– Я не Эдувихес. Меня зовут Дамиана. Вот, узнала, что ты здесь, и пришла повидаться. А заодно позвать тебя на ночлег к себе. Там места хватит.
– Дамиана Сиснерос? Вы, случайно, не жили раньше в Медиа-Луне?
– И теперь живу. Потому и добиралась долго.
– Мать упоминала некую Дамиану, которая нянчила меня, когда я родился. Стало быть, это вы?
– Да, я. Помню тебя с тех пор, как ты глазенки открыл.
– Я пойду с вами. Здесь крики мешают уснуть. Вы не слышали? Только что? Будто убивают кого.
– Видать, эхо какое-нибудь не может выбраться. Давным-давно тут повесили Торибио Альдрете. Потом дверь заколотили да так и оставили, чтобы он истлел, а прах его не знал покоя. Ума не приложу, как ты вошел: ключа-то от двери нет.
– Мне открыла донья Эдувихес. Сказала, это единственная свободная комната.
– Эдувихес Дьяда?
– Она самая.
– Бедняжка Эдувихес. Знать, душа ее до сих пор по белу свету скитается.
«Я, Фульгор Седано, мужского пола, пятидесяти четырех лет, холостой, по роду занятий – управляющий, пользуясь данной мне властью и правом вчинять иски, требую следующего…»
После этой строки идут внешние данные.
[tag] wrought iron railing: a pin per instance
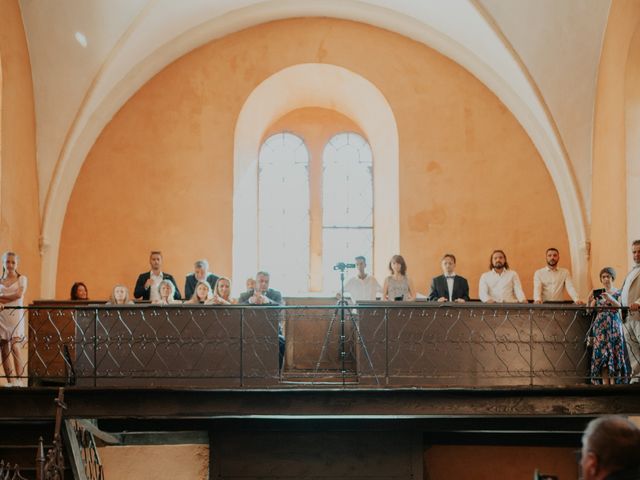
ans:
(408, 344)
(10, 472)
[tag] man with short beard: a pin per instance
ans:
(549, 282)
(630, 297)
(499, 284)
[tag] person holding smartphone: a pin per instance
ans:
(608, 360)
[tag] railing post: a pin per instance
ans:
(95, 348)
(40, 460)
(242, 347)
(386, 344)
(531, 347)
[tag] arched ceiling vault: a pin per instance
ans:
(111, 48)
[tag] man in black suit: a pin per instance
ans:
(147, 283)
(200, 274)
(449, 287)
(262, 294)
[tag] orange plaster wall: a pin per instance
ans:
(444, 462)
(609, 214)
(19, 215)
(160, 174)
(316, 126)
(157, 462)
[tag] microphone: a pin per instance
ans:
(343, 266)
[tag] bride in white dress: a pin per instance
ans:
(12, 321)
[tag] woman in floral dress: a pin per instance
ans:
(608, 362)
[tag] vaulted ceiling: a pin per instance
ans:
(89, 56)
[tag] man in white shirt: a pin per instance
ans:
(549, 282)
(500, 285)
(363, 286)
(630, 297)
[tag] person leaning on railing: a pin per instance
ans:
(608, 360)
(200, 274)
(201, 294)
(79, 291)
(147, 284)
(222, 293)
(263, 295)
(166, 294)
(500, 284)
(120, 296)
(13, 287)
(449, 287)
(550, 282)
(611, 449)
(630, 297)
(398, 286)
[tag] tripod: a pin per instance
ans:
(342, 306)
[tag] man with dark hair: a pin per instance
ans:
(449, 287)
(550, 282)
(630, 297)
(500, 284)
(148, 282)
(363, 286)
(611, 449)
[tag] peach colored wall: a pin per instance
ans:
(19, 214)
(157, 462)
(475, 462)
(609, 245)
(160, 176)
(315, 126)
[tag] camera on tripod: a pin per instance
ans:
(343, 266)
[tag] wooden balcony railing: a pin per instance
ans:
(382, 344)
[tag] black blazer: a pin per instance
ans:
(143, 293)
(191, 282)
(439, 288)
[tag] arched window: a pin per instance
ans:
(347, 217)
(283, 212)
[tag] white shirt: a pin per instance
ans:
(631, 276)
(503, 287)
(549, 285)
(450, 279)
(154, 294)
(363, 289)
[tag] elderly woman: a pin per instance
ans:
(119, 296)
(608, 361)
(166, 290)
(13, 287)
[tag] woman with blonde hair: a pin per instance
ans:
(222, 293)
(166, 289)
(119, 296)
(398, 286)
(201, 293)
(13, 287)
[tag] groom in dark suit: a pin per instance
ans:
(449, 287)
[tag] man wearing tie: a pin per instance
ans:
(449, 287)
(630, 297)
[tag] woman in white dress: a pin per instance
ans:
(12, 321)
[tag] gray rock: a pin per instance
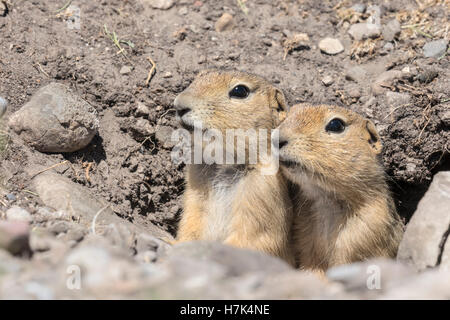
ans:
(361, 31)
(3, 106)
(18, 214)
(327, 80)
(386, 79)
(427, 231)
(427, 76)
(55, 120)
(331, 46)
(11, 197)
(435, 49)
(125, 70)
(3, 9)
(391, 30)
(235, 261)
(164, 135)
(14, 237)
(429, 285)
(224, 23)
(142, 109)
(445, 117)
(398, 99)
(160, 4)
(143, 127)
(372, 277)
(102, 268)
(388, 46)
(62, 194)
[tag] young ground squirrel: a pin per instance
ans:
(234, 203)
(343, 211)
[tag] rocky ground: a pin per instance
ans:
(88, 189)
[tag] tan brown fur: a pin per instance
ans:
(343, 211)
(235, 204)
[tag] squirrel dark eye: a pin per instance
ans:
(240, 92)
(335, 125)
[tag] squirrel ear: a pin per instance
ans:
(278, 102)
(373, 137)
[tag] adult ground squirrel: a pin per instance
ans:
(234, 203)
(343, 211)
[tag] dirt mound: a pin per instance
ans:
(104, 51)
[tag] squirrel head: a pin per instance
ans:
(230, 100)
(331, 147)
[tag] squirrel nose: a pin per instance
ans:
(279, 144)
(180, 106)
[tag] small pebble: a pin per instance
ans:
(18, 214)
(142, 109)
(331, 46)
(11, 197)
(327, 80)
(391, 30)
(224, 23)
(125, 70)
(435, 49)
(183, 11)
(161, 4)
(361, 31)
(359, 7)
(427, 76)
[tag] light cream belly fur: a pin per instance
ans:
(219, 216)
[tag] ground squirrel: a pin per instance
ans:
(234, 203)
(343, 211)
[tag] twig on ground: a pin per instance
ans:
(49, 168)
(64, 7)
(150, 73)
(95, 218)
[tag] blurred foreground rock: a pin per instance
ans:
(426, 240)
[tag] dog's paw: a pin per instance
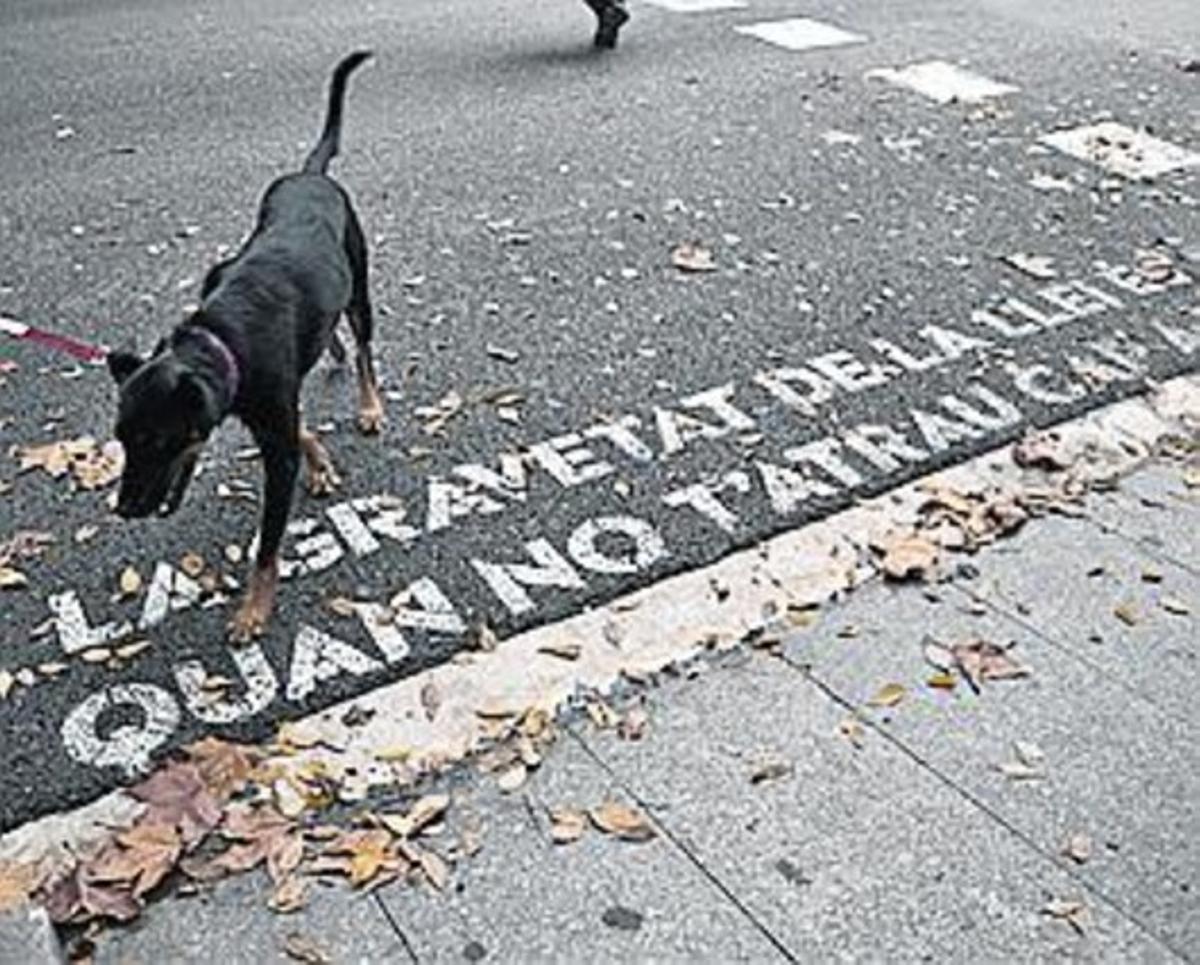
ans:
(249, 623)
(322, 480)
(371, 418)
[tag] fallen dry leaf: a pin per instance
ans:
(369, 853)
(983, 660)
(691, 257)
(567, 825)
(72, 898)
(1078, 849)
(262, 834)
(178, 795)
(1127, 612)
(627, 822)
(1035, 265)
(907, 557)
(888, 695)
(425, 811)
(1072, 912)
(601, 714)
(93, 466)
(129, 582)
(771, 767)
(138, 858)
(225, 767)
(1042, 450)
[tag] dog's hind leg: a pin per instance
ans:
(280, 445)
(321, 477)
(336, 348)
(361, 324)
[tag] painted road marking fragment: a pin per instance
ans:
(796, 474)
(1122, 150)
(697, 6)
(801, 34)
(942, 82)
(654, 627)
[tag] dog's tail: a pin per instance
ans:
(327, 148)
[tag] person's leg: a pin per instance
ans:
(611, 16)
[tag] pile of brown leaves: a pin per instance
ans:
(964, 521)
(214, 813)
(91, 465)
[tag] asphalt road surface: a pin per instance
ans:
(571, 411)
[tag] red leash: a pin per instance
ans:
(81, 351)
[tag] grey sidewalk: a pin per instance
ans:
(910, 846)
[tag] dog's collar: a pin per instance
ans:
(231, 372)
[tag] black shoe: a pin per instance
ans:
(611, 18)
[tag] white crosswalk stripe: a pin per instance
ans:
(697, 6)
(1122, 150)
(801, 34)
(942, 82)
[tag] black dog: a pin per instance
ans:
(265, 317)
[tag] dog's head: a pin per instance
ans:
(165, 415)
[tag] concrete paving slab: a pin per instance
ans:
(232, 924)
(856, 853)
(1157, 508)
(1114, 604)
(27, 937)
(1116, 768)
(526, 899)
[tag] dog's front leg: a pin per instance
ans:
(281, 462)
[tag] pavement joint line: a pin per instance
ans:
(688, 853)
(1049, 639)
(1146, 545)
(982, 805)
(657, 625)
(395, 927)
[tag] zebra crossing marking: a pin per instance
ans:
(942, 82)
(801, 34)
(1122, 150)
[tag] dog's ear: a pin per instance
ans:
(123, 365)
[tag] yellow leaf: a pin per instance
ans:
(129, 582)
(888, 695)
(1127, 613)
(627, 822)
(11, 579)
(567, 825)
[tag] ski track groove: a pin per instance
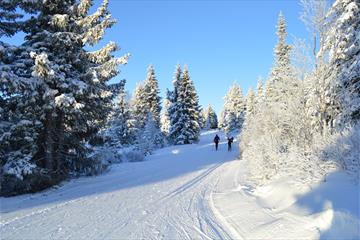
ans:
(136, 202)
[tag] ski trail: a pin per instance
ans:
(167, 196)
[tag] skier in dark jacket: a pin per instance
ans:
(230, 140)
(216, 141)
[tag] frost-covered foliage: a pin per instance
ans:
(211, 121)
(146, 100)
(165, 115)
(233, 113)
(121, 127)
(139, 106)
(52, 82)
(150, 138)
(184, 110)
(152, 94)
(295, 130)
(342, 42)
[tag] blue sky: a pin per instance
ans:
(220, 41)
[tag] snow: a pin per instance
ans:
(185, 192)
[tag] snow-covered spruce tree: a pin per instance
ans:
(150, 137)
(121, 125)
(260, 94)
(139, 106)
(211, 121)
(343, 44)
(164, 115)
(281, 75)
(64, 83)
(185, 127)
(152, 97)
(174, 109)
(202, 119)
(250, 103)
(233, 114)
(278, 137)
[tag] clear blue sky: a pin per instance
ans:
(221, 41)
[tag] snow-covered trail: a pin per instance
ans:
(184, 192)
(168, 196)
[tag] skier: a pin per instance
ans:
(216, 141)
(230, 140)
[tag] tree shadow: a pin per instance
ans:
(335, 205)
(165, 164)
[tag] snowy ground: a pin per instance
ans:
(184, 192)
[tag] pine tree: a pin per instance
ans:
(250, 103)
(165, 115)
(139, 106)
(260, 95)
(342, 43)
(121, 130)
(211, 121)
(184, 120)
(59, 81)
(152, 91)
(233, 110)
(151, 137)
(281, 74)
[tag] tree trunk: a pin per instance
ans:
(48, 142)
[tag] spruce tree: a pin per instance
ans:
(61, 82)
(211, 121)
(165, 115)
(122, 125)
(233, 110)
(139, 106)
(185, 127)
(343, 44)
(281, 73)
(152, 91)
(150, 138)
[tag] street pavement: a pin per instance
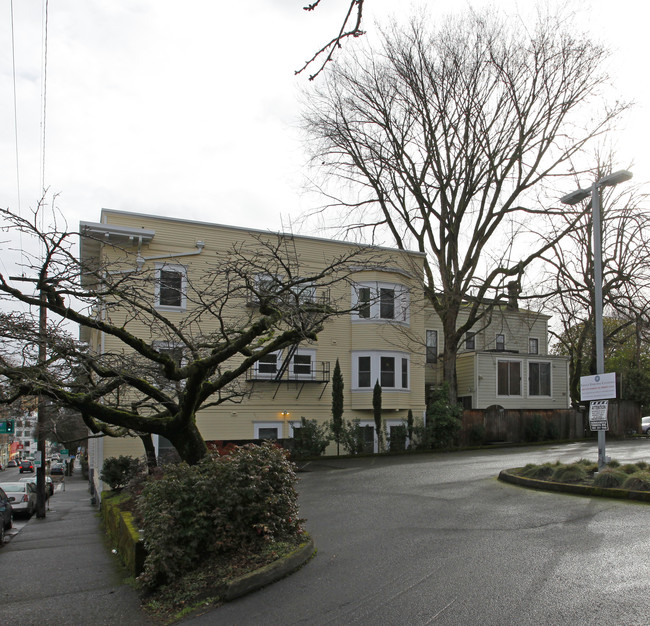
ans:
(59, 570)
(437, 539)
(417, 540)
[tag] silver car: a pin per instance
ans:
(6, 521)
(22, 497)
(49, 484)
(645, 425)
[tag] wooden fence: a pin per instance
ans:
(496, 424)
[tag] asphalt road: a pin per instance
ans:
(436, 539)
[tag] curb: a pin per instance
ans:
(507, 476)
(270, 573)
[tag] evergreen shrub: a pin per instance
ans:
(310, 439)
(117, 472)
(573, 473)
(612, 478)
(220, 505)
(639, 481)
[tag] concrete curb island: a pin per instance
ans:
(270, 573)
(508, 476)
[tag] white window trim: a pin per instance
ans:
(259, 425)
(521, 378)
(402, 301)
(434, 333)
(257, 375)
(171, 268)
(550, 379)
(375, 369)
(312, 373)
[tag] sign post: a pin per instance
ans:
(596, 390)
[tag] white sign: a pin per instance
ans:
(599, 387)
(598, 415)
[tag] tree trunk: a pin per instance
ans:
(150, 451)
(189, 443)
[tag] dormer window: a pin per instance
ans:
(171, 287)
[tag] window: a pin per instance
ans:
(267, 366)
(509, 378)
(268, 430)
(387, 304)
(381, 301)
(364, 371)
(303, 364)
(539, 379)
(304, 292)
(387, 377)
(432, 346)
(363, 303)
(171, 286)
(391, 369)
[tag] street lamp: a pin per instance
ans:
(573, 198)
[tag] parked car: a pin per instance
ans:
(57, 468)
(49, 484)
(26, 466)
(645, 425)
(22, 497)
(6, 515)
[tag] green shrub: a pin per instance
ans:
(573, 473)
(442, 424)
(397, 440)
(118, 471)
(639, 481)
(534, 429)
(611, 478)
(552, 431)
(540, 472)
(353, 437)
(221, 505)
(310, 439)
(477, 435)
(591, 467)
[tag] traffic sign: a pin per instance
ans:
(598, 415)
(598, 387)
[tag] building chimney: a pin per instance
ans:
(513, 292)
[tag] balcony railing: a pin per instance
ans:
(317, 372)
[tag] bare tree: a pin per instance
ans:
(441, 139)
(625, 227)
(163, 370)
(350, 27)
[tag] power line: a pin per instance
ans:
(13, 61)
(44, 94)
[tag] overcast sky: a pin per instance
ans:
(189, 109)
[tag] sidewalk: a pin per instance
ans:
(58, 570)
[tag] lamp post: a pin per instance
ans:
(573, 198)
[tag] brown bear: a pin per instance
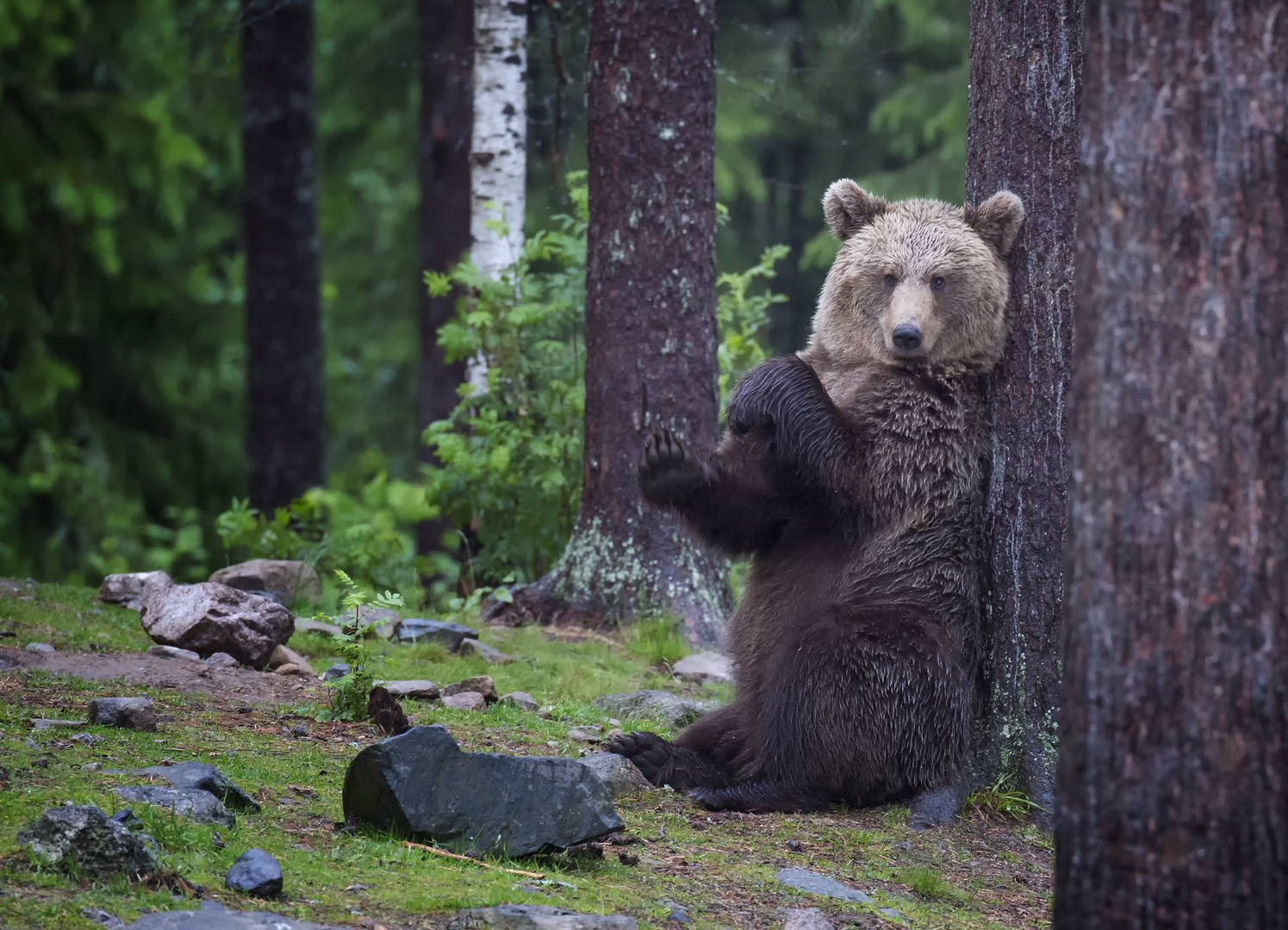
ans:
(851, 472)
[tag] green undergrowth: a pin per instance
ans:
(720, 868)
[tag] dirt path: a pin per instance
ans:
(227, 685)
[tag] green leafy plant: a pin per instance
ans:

Этими словами он начал протокол о преступных деяниях Торибио Альдрете. А закончил так: «Посему обвиняю его в присвоении чужой собственности».
– Насчет мужского пола – этого у вас не отнять, дон Фульгор. Знаю, на что вы способны. И не по праву власти, а сами по себе.
Он напряг память. Первое, что сказал Альдрете, после того как они вместе выпили, якобы отмечая составление протокола:
– Этой бумажкой нам с вами только подтереться, дон Фульгор, потому как ни для чего больше она не послужит. Сами знаете. Ну так считайте, вы со своей стороны приказ исполнили, да и у меня гора с плеч. А то я уж, честно говоря, беспокоиться начал. Теперь-то ясно, что к чему, просто смех берет. «Присвоение чужой собственности» – каково, а! Хозяину вашему, дураку, стыдно должно быть!
Они сидели в таверне у Эдувихес. Он помнит, как спросил:
– Эй, Вихес, не отведешь мне дальнюю комнату?
– Какую вам будет угодно, дон Фульгор. Хоть все, коли пожелаете. Ваши люди тоже здесь заночуют?
– Нет, только один. Не беспокойся о нас, иди спать. Да ключ оставь.
– Как я и говорил, дон Фульгор, – подал голос Торибио Альдрете, – вы-то настоящий мужчина. Не то что хозяин ваш, сучий потрох, меня от него с души воротит.
Это были последние слова, которые он отчетливо запомнил. А после уже не владел собой, то и дело по-бабьи срываясь на крик. «По праву власти, говоришь! А ну-ка!»
Он постучал рукоятью хлыста в дверь дома Педро Парамо, припоминая, как сделал это в первый раз две недели назад. Ждать пришлось довольно долго, как и тогда. Он точно так же взглянул на черный бант, вывешенный над дверью. Однако не добавил про себя: «Смотри-ка, еще один. Первый уже выгорел, а этот блестит, словно шелковый, хотя всего-то крашеная тряпка».